Arthur sat down next to her and draped an arm around her shoulder. “Feeling quite refreshed, thank you.”
They sat next to each other, basking in the warmth of each other’s presence. Finally Arthur said, “I’m glad I came back.”
“What, from your nap?”
“No, from the dead. I’d have hated to miss this sunset.”
“Arthur, I wish you’d stop putting it that way” She sighed. “I keep telling you, you were only dead for under a minute.”
“Is that all?” He laughed.
“Look, they bring people back from the dead all the time. Your heart stopped and they got it started again. Like they said on the news, death came for you . . . and you laughed at it and beat it back.”
“Brought back from the dead. Heart restarted. Simple as that.” He shook his head. “I’ll never understand how so many people consider magic too unbelievable, but they accept as commonplace things that I would have once considered inconceivable.”
They stared out at the ocean for a while longer. Then Gwen rested her head on his shoulder. “I like being married to you,” she said.
“I’m sure we looked delightful. You in your wedding gown, I in my hospital gown with those ghastly strings down the back. Can I outlaw that as mayor?”
“I’ll have it looked into. And seriously, I let you get away once. I’ll be damned if I let you get away again.”
She kissed him lightly. He smiled. “Let’s run away,” he said conspiratorially. “Right after I’m sworn in, I’ll make Percival deputy mayor, and then we’ll run off.”
“You make it sound so tempting.”
“It’s meant to be.”
“You can’t. You know we can’t. You have a destiny to fulfill.”
“Oh, bugger destiny. You’re starting to sound like Merlin.”
“Destiny almost buggered you. Maybe you and destiny should declare a truce for a while.”
“There’s wisdom in what you say.” He lay back on the sand. “I did so many things wrong the first time around, Gwen,” said Arthur after a time. “I had so many expectations to which no one could live up. I’ve been given a second chance—hell, a third chance. I desperately don’t want to make a muddle of it.”
“You won’t,” she said confidently. “You’re Arthur. You’re my husband, and you’re a good man, and you’ll always do what’s right. Even if it’s wrong.”
“Thank you.” He shivered slightly. “Getting chilly. Want to go in?”
“We could. There’s an old movie on TV I always wanted to see. A Bing Crosby film.”
“I don’t know the fellow, but I’m game.”
“Good. It’s A Connecticut Yankee in King Arthur’s Court!”
He stared at her. “Let’s stay out here a while longer.”

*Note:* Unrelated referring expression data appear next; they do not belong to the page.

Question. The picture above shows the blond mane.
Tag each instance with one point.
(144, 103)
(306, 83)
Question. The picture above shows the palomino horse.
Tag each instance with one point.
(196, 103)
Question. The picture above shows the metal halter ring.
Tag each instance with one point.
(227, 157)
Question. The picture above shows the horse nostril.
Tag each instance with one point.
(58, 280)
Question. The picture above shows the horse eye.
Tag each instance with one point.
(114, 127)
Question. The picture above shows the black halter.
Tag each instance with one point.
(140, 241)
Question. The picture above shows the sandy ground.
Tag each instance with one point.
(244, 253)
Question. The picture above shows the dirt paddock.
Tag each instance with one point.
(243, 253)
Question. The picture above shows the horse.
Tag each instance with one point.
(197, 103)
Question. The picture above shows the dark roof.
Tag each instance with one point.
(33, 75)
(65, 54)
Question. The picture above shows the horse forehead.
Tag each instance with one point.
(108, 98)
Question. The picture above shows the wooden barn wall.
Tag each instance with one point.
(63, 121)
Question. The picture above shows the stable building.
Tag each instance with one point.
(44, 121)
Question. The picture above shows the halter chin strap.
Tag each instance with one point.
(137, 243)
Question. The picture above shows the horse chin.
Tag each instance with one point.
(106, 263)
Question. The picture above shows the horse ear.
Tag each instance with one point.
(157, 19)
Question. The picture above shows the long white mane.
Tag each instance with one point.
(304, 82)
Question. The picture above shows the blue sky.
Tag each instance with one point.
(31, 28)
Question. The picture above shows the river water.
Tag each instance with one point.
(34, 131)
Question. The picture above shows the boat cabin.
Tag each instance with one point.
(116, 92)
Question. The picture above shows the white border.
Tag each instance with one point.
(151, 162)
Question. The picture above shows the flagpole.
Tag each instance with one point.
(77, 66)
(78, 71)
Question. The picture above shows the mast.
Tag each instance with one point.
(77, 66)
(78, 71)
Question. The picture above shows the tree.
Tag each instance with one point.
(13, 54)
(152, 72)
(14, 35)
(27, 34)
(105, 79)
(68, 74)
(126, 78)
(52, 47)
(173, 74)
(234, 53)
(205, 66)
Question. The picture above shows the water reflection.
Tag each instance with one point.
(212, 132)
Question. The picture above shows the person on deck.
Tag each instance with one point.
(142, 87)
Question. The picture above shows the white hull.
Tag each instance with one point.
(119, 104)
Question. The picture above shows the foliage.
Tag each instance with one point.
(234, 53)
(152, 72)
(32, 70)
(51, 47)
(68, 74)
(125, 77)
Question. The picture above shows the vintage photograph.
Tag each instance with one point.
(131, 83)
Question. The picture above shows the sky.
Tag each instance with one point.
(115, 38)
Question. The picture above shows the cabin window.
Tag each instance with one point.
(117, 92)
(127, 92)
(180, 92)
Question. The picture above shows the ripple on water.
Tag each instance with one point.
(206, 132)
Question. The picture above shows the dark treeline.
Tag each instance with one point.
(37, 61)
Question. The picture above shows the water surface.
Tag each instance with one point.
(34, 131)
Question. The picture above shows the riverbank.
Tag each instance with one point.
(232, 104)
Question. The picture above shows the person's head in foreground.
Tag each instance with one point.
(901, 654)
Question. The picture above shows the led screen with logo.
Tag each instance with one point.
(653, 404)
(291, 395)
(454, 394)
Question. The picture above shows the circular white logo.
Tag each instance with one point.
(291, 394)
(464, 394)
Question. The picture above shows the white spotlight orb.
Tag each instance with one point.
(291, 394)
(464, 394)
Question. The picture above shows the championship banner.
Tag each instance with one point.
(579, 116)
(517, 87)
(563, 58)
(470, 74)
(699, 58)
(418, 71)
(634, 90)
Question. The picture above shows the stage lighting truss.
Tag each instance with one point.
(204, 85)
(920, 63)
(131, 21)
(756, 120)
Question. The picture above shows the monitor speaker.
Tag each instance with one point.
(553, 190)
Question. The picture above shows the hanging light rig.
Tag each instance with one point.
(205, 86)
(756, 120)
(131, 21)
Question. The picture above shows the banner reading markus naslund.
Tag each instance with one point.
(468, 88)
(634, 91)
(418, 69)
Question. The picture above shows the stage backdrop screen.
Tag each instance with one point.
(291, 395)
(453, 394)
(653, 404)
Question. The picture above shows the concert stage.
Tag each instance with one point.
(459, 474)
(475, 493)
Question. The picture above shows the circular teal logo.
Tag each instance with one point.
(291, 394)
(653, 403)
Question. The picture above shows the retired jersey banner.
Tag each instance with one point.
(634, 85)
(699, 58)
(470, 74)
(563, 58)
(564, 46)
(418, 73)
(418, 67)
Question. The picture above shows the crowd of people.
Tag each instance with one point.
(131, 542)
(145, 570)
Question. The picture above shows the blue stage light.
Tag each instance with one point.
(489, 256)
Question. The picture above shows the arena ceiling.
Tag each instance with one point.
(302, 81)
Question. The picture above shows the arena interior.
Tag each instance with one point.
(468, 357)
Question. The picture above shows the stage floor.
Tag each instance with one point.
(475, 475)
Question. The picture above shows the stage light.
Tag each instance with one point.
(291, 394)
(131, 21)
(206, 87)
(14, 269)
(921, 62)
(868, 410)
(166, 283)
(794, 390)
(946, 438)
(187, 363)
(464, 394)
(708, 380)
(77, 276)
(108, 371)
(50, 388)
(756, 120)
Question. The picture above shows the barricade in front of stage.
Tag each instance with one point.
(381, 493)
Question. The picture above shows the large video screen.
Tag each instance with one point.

“But you said you were getting chilly.”
“Then,” he pulled her close to him, “we’ll just have to find some way to keep warm.”
IN THE HEART of Belvedere Castle, away from prying eyes, Merlin watched Arthur and Gwen together on the sand in New Jersey and smiled in spite of himself. Then he turned to a small, forlorn rat scuttling about on the floor, a rat that he had rescued at the last moment as Morgan’s house crumbled. “I suppose I was wrong about he
r, wasn’t I, Lance. It is nice to be wrong every once in a while. But not too often.”
Lance squeaked sadly.
Merlin ignored him and, using the magic of a remote control, turned the channels. The image of Arthur and Gwen on the beach vanished, to be replaced by another. Merlin settled back with a bag of microwave popcorn to watch Bing Crosby.